移築作業が完了した佐藤章の生家内蔵「飛翔館」
 秋田県美郷町出身で本県初の民間飛行士・佐藤章(1894~1921年)の生家内蔵が、同町飯詰の町宿泊交流館ワクアスの駐車場の一角に移築された。町は内蔵を「飛翔(ひしょう)館」と名付け、飛行士時代の章の所持品を展示するほか、貸し出しスペースとして活用する。1日は、オープニングセレモニーが行われ、地域住民らにお披露目された。

 内蔵は2階建てで延べ床面積237平方メートル。章の父・平治と祖父・金重が記した「菻澤(がつぎざわ)歳時記」によると、1888(明治21)年に同町金沢西根に建てられた。柱や床にヒバ、梁(はり)にケヤキが使われており、当時塗られた漆の光沢が残っている。

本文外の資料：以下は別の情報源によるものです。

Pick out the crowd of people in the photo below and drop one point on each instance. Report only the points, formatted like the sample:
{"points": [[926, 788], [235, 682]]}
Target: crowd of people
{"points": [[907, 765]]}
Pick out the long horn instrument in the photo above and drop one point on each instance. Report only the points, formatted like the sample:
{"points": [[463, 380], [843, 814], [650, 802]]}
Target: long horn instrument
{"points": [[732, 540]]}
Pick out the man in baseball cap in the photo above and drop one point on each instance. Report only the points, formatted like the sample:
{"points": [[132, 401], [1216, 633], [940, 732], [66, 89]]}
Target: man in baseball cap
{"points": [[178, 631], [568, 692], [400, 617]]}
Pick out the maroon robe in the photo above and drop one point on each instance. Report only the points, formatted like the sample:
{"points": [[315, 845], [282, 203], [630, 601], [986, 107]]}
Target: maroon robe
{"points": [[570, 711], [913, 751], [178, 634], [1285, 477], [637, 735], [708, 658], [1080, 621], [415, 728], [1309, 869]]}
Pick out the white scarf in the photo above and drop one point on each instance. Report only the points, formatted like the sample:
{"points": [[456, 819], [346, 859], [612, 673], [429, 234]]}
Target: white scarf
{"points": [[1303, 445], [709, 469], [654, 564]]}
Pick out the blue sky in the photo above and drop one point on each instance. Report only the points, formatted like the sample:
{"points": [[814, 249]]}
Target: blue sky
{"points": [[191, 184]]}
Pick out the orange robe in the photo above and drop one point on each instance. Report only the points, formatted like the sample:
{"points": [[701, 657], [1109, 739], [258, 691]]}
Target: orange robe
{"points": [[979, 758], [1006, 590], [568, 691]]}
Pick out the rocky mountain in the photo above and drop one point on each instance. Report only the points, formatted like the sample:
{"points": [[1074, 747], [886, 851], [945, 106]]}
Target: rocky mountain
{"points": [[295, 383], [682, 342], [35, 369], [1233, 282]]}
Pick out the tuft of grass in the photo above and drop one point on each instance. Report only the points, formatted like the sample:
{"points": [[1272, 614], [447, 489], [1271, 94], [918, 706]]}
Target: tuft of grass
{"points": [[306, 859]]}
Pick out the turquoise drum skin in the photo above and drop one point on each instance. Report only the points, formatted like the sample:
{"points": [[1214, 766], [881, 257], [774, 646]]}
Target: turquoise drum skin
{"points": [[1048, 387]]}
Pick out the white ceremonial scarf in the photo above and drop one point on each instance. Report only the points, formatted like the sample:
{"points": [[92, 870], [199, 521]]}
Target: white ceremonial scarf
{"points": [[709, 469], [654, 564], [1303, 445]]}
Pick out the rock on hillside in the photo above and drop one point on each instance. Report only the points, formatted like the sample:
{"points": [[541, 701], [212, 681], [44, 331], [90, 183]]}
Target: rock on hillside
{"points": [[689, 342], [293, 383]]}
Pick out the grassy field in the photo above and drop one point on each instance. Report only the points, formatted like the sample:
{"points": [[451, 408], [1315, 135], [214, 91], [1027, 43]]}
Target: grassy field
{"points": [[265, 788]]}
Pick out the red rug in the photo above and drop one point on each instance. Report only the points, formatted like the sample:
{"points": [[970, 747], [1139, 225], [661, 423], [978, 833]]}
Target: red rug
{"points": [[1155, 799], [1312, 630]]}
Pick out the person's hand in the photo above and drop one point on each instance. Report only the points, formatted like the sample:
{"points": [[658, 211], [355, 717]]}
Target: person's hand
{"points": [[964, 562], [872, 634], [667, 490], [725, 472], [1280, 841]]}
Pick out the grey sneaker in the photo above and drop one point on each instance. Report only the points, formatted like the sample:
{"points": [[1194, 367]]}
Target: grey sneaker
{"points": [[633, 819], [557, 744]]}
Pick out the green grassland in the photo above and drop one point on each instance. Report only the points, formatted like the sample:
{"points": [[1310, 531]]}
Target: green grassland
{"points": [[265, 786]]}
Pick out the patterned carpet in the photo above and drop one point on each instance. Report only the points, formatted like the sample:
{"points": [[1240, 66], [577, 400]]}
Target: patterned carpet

 章は旧制横手中学校(現横手高校)卒業後、東洋飛行学校を経て帝国飛行協会や日本飛行機製作所の飛行士として活躍。2人乗り飛行機の民間高度新記録を打ち立てたほか、東京―大阪間往復郵便飛行大会で優勝した。しかし、27歳のときに千葉県津田沼上空で飛行訓練中に墜落し、命を落とした。

 内蔵は2015年に章の親族から町に無償譲渡された。町は文化的価値のある建物を活用しようと、約2キロ離れたワクアス駐車場に移築することにし、16年9月に作業を開始。柱や梁を解体して運搬し、当時の技法で組み直したり、蔵の扉のしっくいを修繕したりして、ことし8月に完了した。総工費は国の交付金を含めて1億3701万円。

 内蔵の2階部分には、章が当時使っていた飛行用のヘルメットやゴーグル、郵便飛行大会の優勝メダルなど約30点を展示。1階部分は会議やイベントなどで1時間500円(税込み)で貸し出す。

 オープニングセレモニーには約60人が出席。松田知己町長は「章や移築に携わった人などいろんな思いが込められた建物。広く活用してほしい」とあいさつ。テープカット後、参加者が館内を見学した。

 内蔵を寄贈した章の兄の孫である佐藤充さん(78)=横浜市=は「役立ててもらい感謝している。章について多くの人に関心を持ってもらいたい」と話した。